In the first month of the 2022-23 campaign, Fox has bounced back and improved his shot selection, is pacing himself better, and displaying better decision-making. In return for Haliburton, Sacramento fetched versatile forward Domantas Sabonis. Trading one of the most sought-after young point guards in the league for a power forward raised eyebrows. The early returns on Sabonis were modest, but after a full offseason to integrate into Brown’s system, he’s shown why the trade was justified, operating as Sactown’s power forward version of Nikola Jokic.

Rookie Keegan Murray’s upside probably isn’t as high as the one-and-done prospects taken directly before him, but the 22-year-old was the safe fourth overall pick. For a franchise that has missed on a litany of lottery picks over the past decade, Murray’s stability has been needed.

In July, Sacramento traded Justin Holiday, Moe Harkless, and a future first for Hawks guard Kevin Huerter. Red Velvet came to Sacramento as a depreciating asset. However, Atlanta’s loss has been Sacramento’s gain. In his first season outside of the Trae Young-centric Hawks system, Huerter has finally grazed his potential as a savvy off-ball shooter and a crafty playmaker with the ball in his hands. Huerter’s precise shooting stroke has been a known commodity since he was drafted out of Maryland, but he’s hoisting two threes more than his career-high in Atlanta while his efficiency has climbed in a more prominent role.

Former lottery pick Malik Monk revived his own dormant career in Los Angeles, as a reliable bench producer off the bench for the Lakers. However, when Rob Pelinka let Monk walk, he signed a two-year $19 million deal that currently looks like a steal. In relief of the starters, Monk’s energy has injected the second unit with a boost.
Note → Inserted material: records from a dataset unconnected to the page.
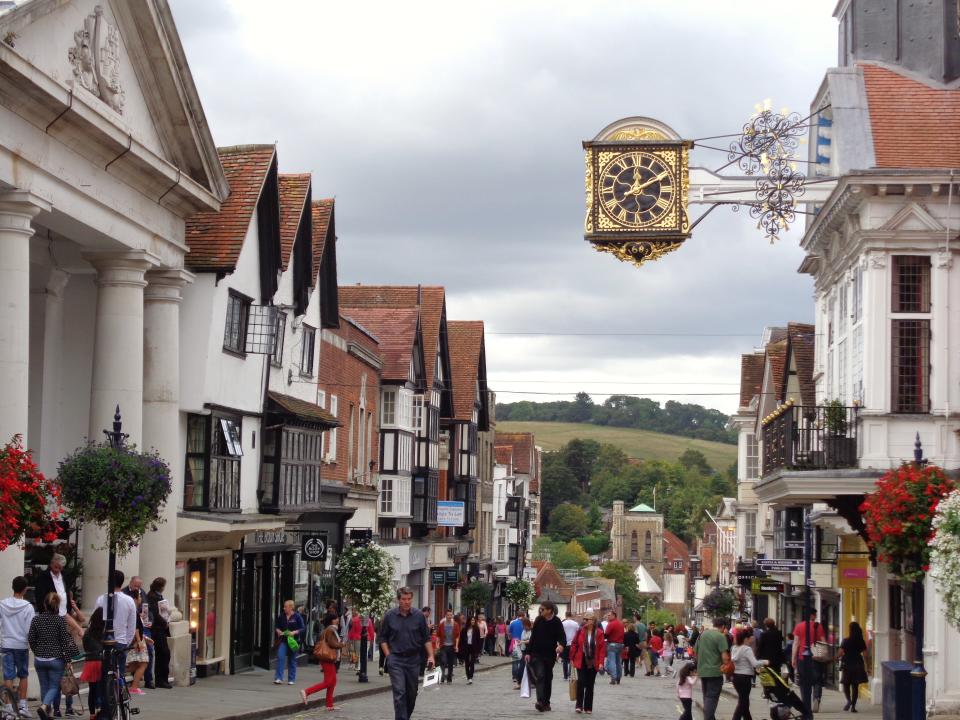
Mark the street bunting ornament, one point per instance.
(640, 185)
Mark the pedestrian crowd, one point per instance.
(60, 637)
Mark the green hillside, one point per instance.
(640, 444)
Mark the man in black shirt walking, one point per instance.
(403, 636)
(547, 641)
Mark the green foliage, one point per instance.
(365, 576)
(571, 556)
(674, 418)
(475, 595)
(625, 584)
(521, 593)
(558, 485)
(594, 518)
(595, 543)
(660, 616)
(567, 521)
(122, 490)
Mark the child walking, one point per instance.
(686, 679)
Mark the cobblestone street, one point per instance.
(492, 695)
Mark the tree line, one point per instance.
(673, 418)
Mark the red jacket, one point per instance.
(354, 632)
(599, 649)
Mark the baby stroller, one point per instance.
(783, 700)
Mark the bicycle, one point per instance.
(8, 699)
(116, 696)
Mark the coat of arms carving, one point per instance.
(95, 57)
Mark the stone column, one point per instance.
(46, 349)
(17, 211)
(117, 380)
(161, 411)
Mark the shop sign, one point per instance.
(780, 565)
(313, 547)
(451, 513)
(418, 558)
(766, 586)
(852, 571)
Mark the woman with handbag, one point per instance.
(745, 665)
(49, 639)
(587, 654)
(852, 665)
(471, 645)
(289, 631)
(326, 652)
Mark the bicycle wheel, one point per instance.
(7, 698)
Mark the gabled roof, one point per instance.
(751, 377)
(801, 338)
(216, 238)
(914, 125)
(294, 190)
(465, 338)
(322, 216)
(522, 444)
(396, 329)
(503, 454)
(432, 304)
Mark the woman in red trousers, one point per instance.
(332, 637)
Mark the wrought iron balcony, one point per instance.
(821, 437)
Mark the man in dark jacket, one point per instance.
(770, 645)
(547, 641)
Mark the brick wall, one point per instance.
(349, 382)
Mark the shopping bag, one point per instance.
(431, 677)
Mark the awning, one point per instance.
(300, 411)
(224, 529)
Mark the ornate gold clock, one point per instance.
(637, 184)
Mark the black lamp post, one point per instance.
(117, 439)
(918, 675)
(806, 660)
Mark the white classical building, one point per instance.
(882, 253)
(104, 154)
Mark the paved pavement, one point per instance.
(253, 696)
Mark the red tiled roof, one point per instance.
(751, 377)
(322, 213)
(676, 545)
(432, 305)
(465, 338)
(777, 355)
(293, 195)
(801, 339)
(396, 329)
(522, 449)
(914, 125)
(215, 238)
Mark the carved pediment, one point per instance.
(915, 217)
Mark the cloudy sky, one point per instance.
(450, 134)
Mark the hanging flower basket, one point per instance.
(721, 602)
(898, 516)
(121, 489)
(29, 502)
(945, 555)
(365, 575)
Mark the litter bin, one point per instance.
(897, 692)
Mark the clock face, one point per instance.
(637, 189)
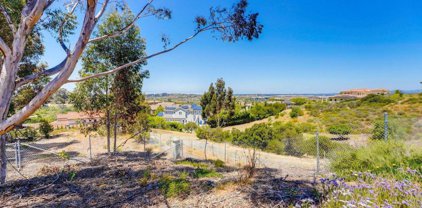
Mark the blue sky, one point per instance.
(307, 46)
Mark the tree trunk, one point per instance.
(143, 138)
(108, 131)
(115, 133)
(3, 158)
(205, 149)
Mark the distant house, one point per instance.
(72, 119)
(183, 114)
(155, 105)
(357, 93)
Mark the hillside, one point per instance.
(361, 115)
(128, 180)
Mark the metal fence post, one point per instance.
(385, 126)
(16, 154)
(225, 152)
(90, 148)
(317, 146)
(181, 147)
(19, 154)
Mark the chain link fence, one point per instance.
(28, 159)
(308, 160)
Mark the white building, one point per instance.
(183, 114)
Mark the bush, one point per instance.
(27, 133)
(190, 127)
(299, 101)
(377, 99)
(175, 126)
(296, 112)
(218, 163)
(340, 130)
(45, 128)
(381, 158)
(276, 146)
(293, 146)
(326, 146)
(172, 186)
(206, 173)
(370, 191)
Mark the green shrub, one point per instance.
(340, 130)
(206, 173)
(218, 163)
(326, 146)
(192, 163)
(45, 128)
(27, 133)
(190, 127)
(293, 146)
(296, 112)
(299, 101)
(172, 186)
(377, 99)
(390, 159)
(275, 146)
(175, 126)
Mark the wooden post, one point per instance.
(115, 133)
(317, 146)
(90, 148)
(3, 159)
(225, 152)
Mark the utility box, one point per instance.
(177, 149)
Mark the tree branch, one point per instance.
(47, 72)
(102, 10)
(125, 29)
(65, 48)
(8, 19)
(86, 31)
(4, 48)
(138, 60)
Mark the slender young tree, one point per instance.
(229, 24)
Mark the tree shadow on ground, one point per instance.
(105, 182)
(269, 190)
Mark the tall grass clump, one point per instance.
(172, 186)
(392, 159)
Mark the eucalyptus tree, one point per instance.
(120, 93)
(228, 24)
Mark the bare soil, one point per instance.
(116, 182)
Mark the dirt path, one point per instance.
(77, 147)
(296, 167)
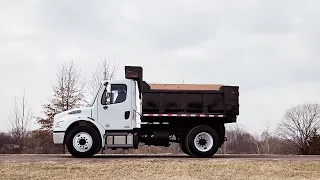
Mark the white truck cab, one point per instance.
(124, 113)
(115, 108)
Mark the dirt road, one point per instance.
(101, 158)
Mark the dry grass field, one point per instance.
(160, 168)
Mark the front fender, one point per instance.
(69, 120)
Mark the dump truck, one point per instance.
(128, 112)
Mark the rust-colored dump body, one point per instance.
(186, 98)
(191, 98)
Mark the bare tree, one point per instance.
(265, 138)
(299, 123)
(67, 94)
(105, 71)
(20, 117)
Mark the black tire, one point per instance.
(191, 147)
(95, 141)
(184, 148)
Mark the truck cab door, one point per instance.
(114, 109)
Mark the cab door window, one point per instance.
(119, 94)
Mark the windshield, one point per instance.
(95, 96)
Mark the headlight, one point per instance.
(59, 124)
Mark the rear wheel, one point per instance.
(202, 141)
(183, 148)
(83, 141)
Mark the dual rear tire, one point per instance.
(201, 141)
(83, 142)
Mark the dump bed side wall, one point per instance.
(222, 101)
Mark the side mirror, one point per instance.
(108, 95)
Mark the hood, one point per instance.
(83, 111)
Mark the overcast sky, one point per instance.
(270, 48)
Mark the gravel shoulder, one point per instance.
(159, 167)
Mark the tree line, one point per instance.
(297, 131)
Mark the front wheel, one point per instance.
(202, 141)
(83, 141)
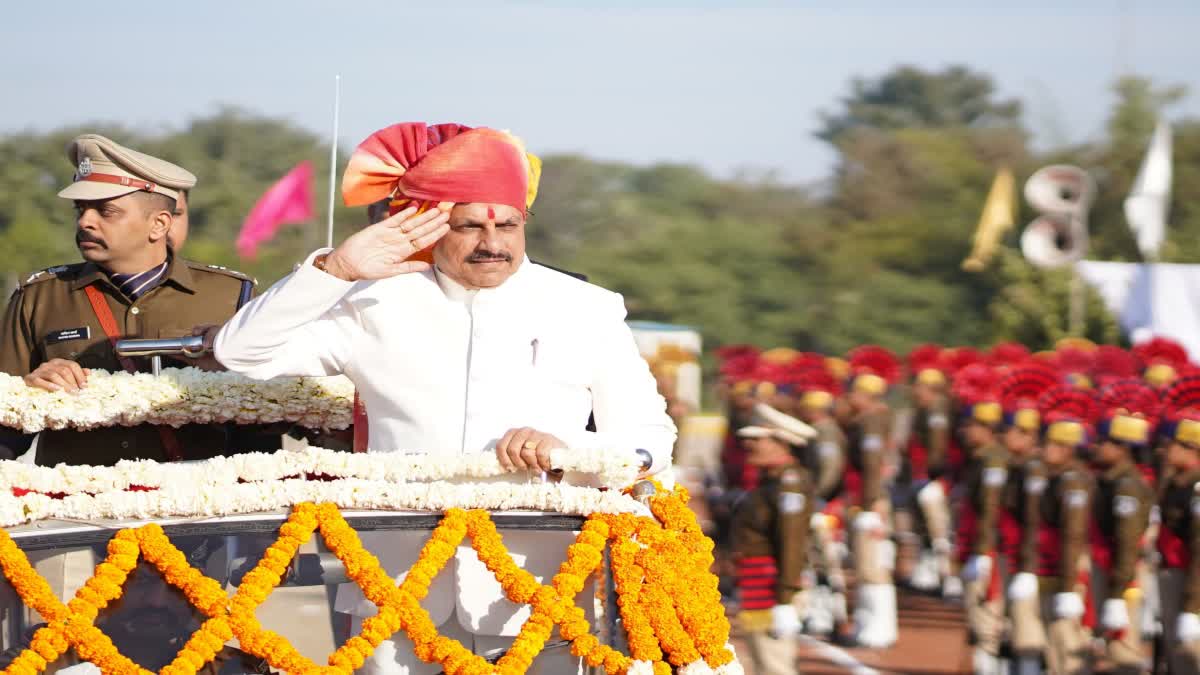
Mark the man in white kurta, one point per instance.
(484, 351)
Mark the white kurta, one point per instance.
(445, 370)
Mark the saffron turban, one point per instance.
(413, 162)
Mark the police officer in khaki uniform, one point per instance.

Monk fell from grace early on in his career as an electric, but inefficient volume scorer with a one-dimensional game. In 22 minutes a game, Monk is averaging a career-high in assists, logging nearly 13 points a night, spacing the floor, and flashing his athleticism when he finds a driving lane. In just 15 games, Monk’s band-aid-on-his-face look has endeared him to Kings Nation.

The victory beam has energized Sacramento’s beleaguered fans, but without their redemptive pieces, it would just be an annoying gimmick collecting dust that reminds them of their team’s ineptitude. Sacramento’s victory beam is one of those NBA traditions that appears like it’s here to stay.